Nos próximos tempos, pretende-se que o modelo seja avaliado por outros especialistas. Para isso, já se está a preparar um artigo científico. Quer-se ainda validá-lo noutros hospitais. “Quando houver vários sítios onde a nossa proposta foi validada, então podemos passar para a fase de validação generalizada [e ser assim usado em todos os hospitais]”, refere Edgar Almeida, adiantando que se espera vir a ter uma amostra ainda mais robusta. Bruno Campos acrescenta que o modelo está numa fase de melhoria contínua, em que se está a receber o feedback dos médicos que usam o modelo sobre os verdadeiros positivos e os falsos positivos da sépsis. “Faltam dois passos fundamentais: disponibilizar alertas a todos os médicos do internamento e maximizar o número de verdadeiros positivos [ou seja, ter uma percentagem de mais de 70%].”
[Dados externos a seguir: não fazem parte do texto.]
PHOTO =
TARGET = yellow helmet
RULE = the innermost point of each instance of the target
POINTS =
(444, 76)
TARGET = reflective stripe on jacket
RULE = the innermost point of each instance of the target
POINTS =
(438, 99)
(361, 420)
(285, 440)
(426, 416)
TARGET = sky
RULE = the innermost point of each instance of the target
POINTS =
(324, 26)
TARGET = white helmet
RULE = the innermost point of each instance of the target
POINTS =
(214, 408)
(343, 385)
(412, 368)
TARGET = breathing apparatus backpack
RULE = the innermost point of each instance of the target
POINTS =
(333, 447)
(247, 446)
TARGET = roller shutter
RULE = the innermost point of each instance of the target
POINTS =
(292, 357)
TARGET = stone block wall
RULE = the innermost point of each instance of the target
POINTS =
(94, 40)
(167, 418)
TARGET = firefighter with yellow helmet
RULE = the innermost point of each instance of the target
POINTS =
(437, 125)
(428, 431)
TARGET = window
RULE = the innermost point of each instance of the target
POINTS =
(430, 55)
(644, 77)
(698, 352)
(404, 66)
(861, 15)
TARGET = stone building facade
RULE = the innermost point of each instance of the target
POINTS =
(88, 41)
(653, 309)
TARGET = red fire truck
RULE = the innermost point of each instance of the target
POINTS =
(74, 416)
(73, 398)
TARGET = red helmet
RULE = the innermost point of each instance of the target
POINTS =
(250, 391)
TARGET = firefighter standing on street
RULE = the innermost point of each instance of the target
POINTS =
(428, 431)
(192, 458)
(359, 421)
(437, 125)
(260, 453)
A nível internacional, existem 28 projectos de inteligência artificial validados na área da sépsis, sete deles relativos ao internamento. “Comparámos os resultados e estão em linha com os que conseguimos obter no Hospital Beatriz Ângelo”, frisa Bruno Campos. A equipa desconhece outros projectos de inteligência artificial sobre a sépsis em Portugal. Há outro que aborda o risco de infecção, mas não concretamente a sépsis.